The Premature Anti-Fascists

Book Review

reviewed by Earl Toops, Manama, Bahrain

The Premature Antifascists. Edited by John Gerassi. New York: Praeger Publishers, 1986 275 pages; $14.95

While now overshadowed by World War II commemorative events, the fiftieth anniversary of the beginning Spanish Civil War did not go unnoticed by either the publishing or the wargaming industry. But if The Premature Antifascists is an example of such publishing efforts, any balanced, objective treatment will probably have to come from the wargaming community. A half century later, the Spanish Civil War is still able to inflame and incite proving that it remains the passionate war that aroused a generation.

Based on interviews originally conducted in 1979 and 1980, The Premature Antifascists is an oral history of the experiences of surviving veterans of the US Abraham Lincoln and Canadian Mackenzie-Papineau Battalions which fought for the Spanish republic as part of the 15th International Brigade. Militarily, the republic's greatest achievement was turning this melange of party militias, foreign volunteers and remaining loyalist troops into a reasonably competent, effective battle force. Had this "People's" Army possessed arms and equipment even remotely equivalent to its adversaries the Spanish Civil War, and subsequent European history, might have taken a completely different course. Yet readers who are looking for detailed personal accounts of how this was done or what military service in Spain was like are in for a disappointment. Gerassi prefers partisan polemics to objective scholarship and his work does little to place the North American volunteers in historical perspective.

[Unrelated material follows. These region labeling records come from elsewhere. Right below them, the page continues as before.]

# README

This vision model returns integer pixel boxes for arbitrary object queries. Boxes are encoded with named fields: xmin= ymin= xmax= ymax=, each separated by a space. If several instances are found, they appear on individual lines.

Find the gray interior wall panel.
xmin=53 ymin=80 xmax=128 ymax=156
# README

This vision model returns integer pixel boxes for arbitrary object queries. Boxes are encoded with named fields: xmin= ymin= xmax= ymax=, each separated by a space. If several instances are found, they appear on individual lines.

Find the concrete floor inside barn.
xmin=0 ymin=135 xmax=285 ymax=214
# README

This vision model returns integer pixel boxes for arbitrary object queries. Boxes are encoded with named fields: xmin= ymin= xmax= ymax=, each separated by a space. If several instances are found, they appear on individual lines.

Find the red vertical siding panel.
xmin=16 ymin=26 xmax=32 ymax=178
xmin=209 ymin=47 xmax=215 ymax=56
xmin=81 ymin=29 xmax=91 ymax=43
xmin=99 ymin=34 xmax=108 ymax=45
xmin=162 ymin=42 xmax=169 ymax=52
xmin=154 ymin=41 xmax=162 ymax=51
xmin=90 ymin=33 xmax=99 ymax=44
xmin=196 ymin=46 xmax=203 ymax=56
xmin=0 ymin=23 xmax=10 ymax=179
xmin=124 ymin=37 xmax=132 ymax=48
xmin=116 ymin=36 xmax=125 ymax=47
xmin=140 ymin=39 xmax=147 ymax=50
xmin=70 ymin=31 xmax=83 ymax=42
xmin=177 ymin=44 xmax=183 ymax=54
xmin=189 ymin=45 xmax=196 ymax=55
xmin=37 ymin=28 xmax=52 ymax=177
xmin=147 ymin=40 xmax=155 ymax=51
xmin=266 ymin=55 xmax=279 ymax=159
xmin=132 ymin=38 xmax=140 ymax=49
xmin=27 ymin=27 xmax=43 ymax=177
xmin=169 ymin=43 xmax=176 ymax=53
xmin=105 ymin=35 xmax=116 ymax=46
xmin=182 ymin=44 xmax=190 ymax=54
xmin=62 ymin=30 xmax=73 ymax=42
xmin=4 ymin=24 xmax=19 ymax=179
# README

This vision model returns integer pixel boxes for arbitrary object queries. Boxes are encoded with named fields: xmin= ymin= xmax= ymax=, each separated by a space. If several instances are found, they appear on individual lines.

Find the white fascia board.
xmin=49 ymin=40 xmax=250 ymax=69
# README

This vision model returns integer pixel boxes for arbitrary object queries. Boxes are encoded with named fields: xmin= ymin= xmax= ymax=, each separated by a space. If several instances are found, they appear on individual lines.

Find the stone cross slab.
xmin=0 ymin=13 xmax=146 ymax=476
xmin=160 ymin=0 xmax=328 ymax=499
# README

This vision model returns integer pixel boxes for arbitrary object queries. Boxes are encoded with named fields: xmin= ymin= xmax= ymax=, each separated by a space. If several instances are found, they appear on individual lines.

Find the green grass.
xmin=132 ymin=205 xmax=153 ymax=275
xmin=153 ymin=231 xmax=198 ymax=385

Only the middle third of the book would be of possible interest to wargamers since it deals with recollections and events during the conflict. The remaining sections cover social conditions and the background of the participants before the war and the problems they faced in returning home to a country not prepared to accept or understand them. Gerassi has selectively chosen and edited his interviews to emphasize ideological motivations, yet the volunteers' views of the confusion, fear and boredom of war often interfere with the editor's own attempts to make certain points.

Nevertheless, The Premature Anitfascists provides a reader with the patience to wade through a turgid introduction a few interesting insights: the minimal training received before going into battle [on the job training? - Ed.], the initial disorganization, the caustic views toward orders that had no relation to the battle currently being fought; and also of the espirit which sustained them in the face of continuos retreats and reversals. But for all its errors, harshness, petty and grand betrayals, poor leadership and individual cowardice, the war in Spain remained, as one volunteer said, "the most beautiful expression of the commitment to humanity ... that I have ever read or experienced."

Once the United States entered the Second World War, a lot of American veterans either volunteered or were drafted into the armed forces, some sought combat assignments. Yet the majority were deliberately kept away from combat zones, and, if allowed to serve at all, performed menial tasks at Stateside bases. One of the few who actually served overseas was asked by one of his fellow soldiers why he had fought in Spain. "When you get to Germany you'll know the answer," came the reply. After their unit liberated Buchenwald, the questioner simply told the veteran -- "Now I understand."

Gerassi conveniently overlooks certain aspects of reality he finds ideologically inappropriate (such as the accumulating historical evidence showing the pervasiveness of Stalinism in republican Spain). Yet while the volunteers fought for a government that was far from ideal, one cannot overlook the fact that at the time they had the support of the majority of the North American people. Regardless of their past or present political affiliation, the surviving veterans still have interesting story to tell. But Gerassi isn't the one to tell it. Until a better account does come along, you're better off reading The Grenadier's articles on the Spanish Civil War instead.